“The customer is always right.” From the dawn of time those five words have been the mantra of all salespeople. As salespeople nothing is more important than keeping customers happy. For example, how many times have you had to agree with a disgruntled customer that the finish on the cabinets he received is not the finish that he ordered? Frequently, when confronted by an angry customer salespeople say things such as, “I am terribly sorry – my mistake” or “Don’t worry, I will fix this mistake”, even though they believe that the customer is mistaken. Other times it seems more appropriate to blame another employee, not because you really believe that he or she made a mistake, but simply to deflect the customer’s anger away from you. In those situations a salesperson may say something like, “I am sorry that the measurements of your cabinet are off. I apologize for our designer Jimmy. He can’t add without using his fingers and toes.” Generally, these tactics appease the customer. However, as consumers become savvier concerning their legal rights, salespeople are finding themselves in the middle of courtroom dramas where they must attempt to dance around their prior apology to the customer. Often times, at the conclusion of the trial the apologetic salesperson is told by his company, “We’re sorry, you’re fired.”

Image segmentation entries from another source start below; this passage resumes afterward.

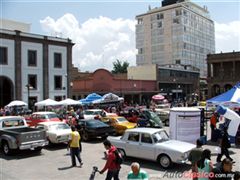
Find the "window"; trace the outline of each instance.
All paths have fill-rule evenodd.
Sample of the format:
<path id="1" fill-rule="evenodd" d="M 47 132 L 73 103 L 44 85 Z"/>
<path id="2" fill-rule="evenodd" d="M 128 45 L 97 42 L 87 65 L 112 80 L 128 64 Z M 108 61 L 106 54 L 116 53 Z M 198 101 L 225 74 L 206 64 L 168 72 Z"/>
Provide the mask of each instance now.
<path id="1" fill-rule="evenodd" d="M 0 47 L 0 64 L 7 65 L 7 47 Z"/>
<path id="2" fill-rule="evenodd" d="M 141 137 L 141 142 L 142 143 L 149 143 L 149 144 L 152 144 L 152 138 L 151 138 L 151 135 L 150 134 L 142 134 L 142 137 Z"/>
<path id="3" fill-rule="evenodd" d="M 61 53 L 54 53 L 54 67 L 62 68 L 62 54 Z"/>
<path id="4" fill-rule="evenodd" d="M 28 50 L 28 66 L 37 66 L 37 51 Z"/>
<path id="5" fill-rule="evenodd" d="M 134 133 L 129 133 L 128 140 L 139 142 L 139 133 L 135 133 L 135 132 Z"/>
<path id="6" fill-rule="evenodd" d="M 28 84 L 33 87 L 33 89 L 37 89 L 37 75 L 29 74 L 28 75 Z"/>
<path id="7" fill-rule="evenodd" d="M 62 89 L 62 76 L 54 76 L 54 88 Z"/>

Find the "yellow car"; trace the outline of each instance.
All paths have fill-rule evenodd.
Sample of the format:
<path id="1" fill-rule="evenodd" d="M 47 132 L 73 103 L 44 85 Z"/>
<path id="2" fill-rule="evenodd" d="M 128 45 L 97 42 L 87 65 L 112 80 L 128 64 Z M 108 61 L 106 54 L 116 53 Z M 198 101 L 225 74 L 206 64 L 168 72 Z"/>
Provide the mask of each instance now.
<path id="1" fill-rule="evenodd" d="M 136 123 L 131 123 L 122 116 L 107 116 L 101 118 L 101 120 L 108 125 L 113 126 L 117 134 L 123 134 L 126 129 L 135 128 L 137 126 Z"/>

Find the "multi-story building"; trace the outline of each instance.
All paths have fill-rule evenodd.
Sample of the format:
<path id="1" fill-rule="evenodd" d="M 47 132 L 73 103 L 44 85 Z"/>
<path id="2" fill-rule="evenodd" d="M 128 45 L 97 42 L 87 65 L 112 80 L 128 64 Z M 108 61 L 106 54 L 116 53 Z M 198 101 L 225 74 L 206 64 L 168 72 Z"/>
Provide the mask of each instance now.
<path id="1" fill-rule="evenodd" d="M 240 82 L 240 52 L 209 54 L 208 96 L 214 97 Z"/>
<path id="2" fill-rule="evenodd" d="M 72 46 L 70 39 L 0 29 L 0 107 L 67 97 Z"/>
<path id="3" fill-rule="evenodd" d="M 215 52 L 214 23 L 206 7 L 165 0 L 162 7 L 136 16 L 137 65 L 182 64 L 207 77 L 207 54 Z"/>

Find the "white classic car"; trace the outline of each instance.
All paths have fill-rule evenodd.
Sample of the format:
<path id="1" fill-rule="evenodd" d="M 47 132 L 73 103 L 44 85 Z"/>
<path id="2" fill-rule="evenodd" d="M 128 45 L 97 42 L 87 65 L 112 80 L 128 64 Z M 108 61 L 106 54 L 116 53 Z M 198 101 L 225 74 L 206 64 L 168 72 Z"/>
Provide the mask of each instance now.
<path id="1" fill-rule="evenodd" d="M 170 140 L 165 130 L 155 128 L 128 129 L 123 136 L 109 136 L 107 139 L 123 157 L 157 161 L 163 168 L 169 168 L 172 163 L 185 163 L 190 151 L 196 147 L 187 142 Z"/>
<path id="2" fill-rule="evenodd" d="M 46 130 L 49 142 L 54 144 L 67 143 L 72 132 L 64 122 L 41 122 L 36 127 Z"/>

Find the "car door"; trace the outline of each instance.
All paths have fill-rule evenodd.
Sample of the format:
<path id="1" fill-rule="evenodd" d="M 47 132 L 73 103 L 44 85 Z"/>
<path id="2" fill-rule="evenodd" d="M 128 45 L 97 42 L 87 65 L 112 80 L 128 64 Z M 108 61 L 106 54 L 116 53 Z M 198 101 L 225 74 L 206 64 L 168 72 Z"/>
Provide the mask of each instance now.
<path id="1" fill-rule="evenodd" d="M 154 159 L 155 155 L 155 144 L 151 134 L 141 133 L 140 143 L 139 143 L 139 154 L 143 159 Z"/>
<path id="2" fill-rule="evenodd" d="M 125 149 L 127 156 L 139 157 L 139 137 L 138 132 L 129 132 Z"/>

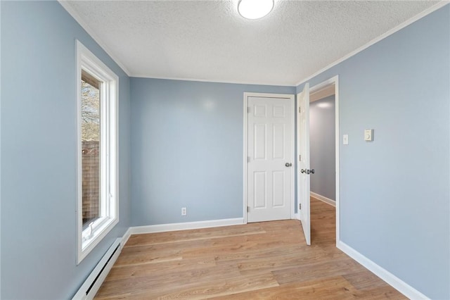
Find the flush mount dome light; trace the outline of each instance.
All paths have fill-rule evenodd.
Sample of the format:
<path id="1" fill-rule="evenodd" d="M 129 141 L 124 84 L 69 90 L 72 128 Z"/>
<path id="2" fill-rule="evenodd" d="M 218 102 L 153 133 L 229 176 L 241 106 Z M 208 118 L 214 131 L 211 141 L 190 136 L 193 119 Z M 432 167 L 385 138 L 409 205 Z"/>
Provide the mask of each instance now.
<path id="1" fill-rule="evenodd" d="M 274 0 L 239 0 L 238 11 L 246 19 L 259 19 L 274 8 Z"/>

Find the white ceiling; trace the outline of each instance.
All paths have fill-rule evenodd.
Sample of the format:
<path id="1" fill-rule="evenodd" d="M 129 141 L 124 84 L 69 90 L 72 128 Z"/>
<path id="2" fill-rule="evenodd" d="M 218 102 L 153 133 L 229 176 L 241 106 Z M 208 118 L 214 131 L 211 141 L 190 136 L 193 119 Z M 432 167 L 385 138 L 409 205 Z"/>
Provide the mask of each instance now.
<path id="1" fill-rule="evenodd" d="M 247 20 L 233 1 L 62 4 L 131 76 L 295 85 L 436 1 L 281 1 Z"/>

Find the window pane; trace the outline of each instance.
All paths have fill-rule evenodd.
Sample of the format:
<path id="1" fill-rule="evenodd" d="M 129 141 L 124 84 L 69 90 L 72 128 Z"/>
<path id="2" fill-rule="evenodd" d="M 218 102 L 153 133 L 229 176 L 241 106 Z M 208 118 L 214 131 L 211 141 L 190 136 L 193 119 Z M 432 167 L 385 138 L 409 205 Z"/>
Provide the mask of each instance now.
<path id="1" fill-rule="evenodd" d="M 83 227 L 100 213 L 100 82 L 82 72 Z"/>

To a shrewd consumer and her lawyer, “I’m sorry” and similar appeasements amount to damaging admissions of liability. For example, in a recent jury trial, the plaintiff homeowner sued his cabinet company because his kitchen island was three inches too short. The cabinet company contended that it ordered the size that the customer had requested and relied upon the design plans to support its position. However, the designer had failed to obtain the customer’s signature on the design plans. Additionally, when the customer complained to the showroom manger she decided that although she believed that the designer had done nothing wrong, she would blame him to deflect the customer’s anger away from her so that she could negotiate a solution. Thus, she told the customer, “I know how you feel. This has happened before. Our designer just can’t seem to get it right. Believe me, I will not tolerate this any longer with him. Today will be his last day.” The manger convinced the customer to pay full price for another island. The customer seemed satisfied and of course, the designer was not fired. A few weeks later, the customer sued. At trial, the plaintiff’s attorney asked the showroom manager if she had made those statements. She confirmed that she had made them. As she tried to explain that she did mean what she said, the attorney simply said “no further questions.” The jury found in favor of the plaintiff. After the trial, jurors were questioned by the defense concerning what made them find for the plaintiff. All of the jurors polled said the deciding factor was the manger’s “confession” concerning the designer’s ineptitude.
The lesson to learn is that while it seems natural to try to appease a customer with apologies and excuses even though you do not believe that your company was at fault, it is dangerous and may result in your statement morphing into a damaging admission. So does this mean you can never apologize to a customer? Obviously, the answer is “no.” There will be times when an apology is appropriate. For example, an apology is acceptable when your notes show that the customer ordered a glass backsplash, but you inadvertently ordered tile. In this situation you know that you actually made a mistake and thus, an apology is acceptable. The key is to only offer an apology when you know that you made a mistake. Do not apologize just to appease a customer especially when you do not believe that you did anything wrong.
As salespeople or management you must be cognizant of the following rules and issues concerning apologies to customers. 1.) Chose your words carefully, when dealing with upset or disappointed customers; 2.) Remember that even the friendliest customer can turn against you; 3.) Know that anything you say will be used against you at trial; and 4.) Never ever criticize management or co-workers.
Certainly, you can attempt to resolve the costumer’s issue without offering an apology. A far better response than “I’m sorry” is “Let’s agree to disagree. However, I want to make you happy so let’s see what we can do.” Nothing is more damaging to a lawsuit than an adverse statement made by a defendant. These “party admissions” are almost always admissible as evidence against the declarant or his company at trial. Fight off the urge to apologize to an angry customer when your company did nothing wrong, even if it means losing that customer.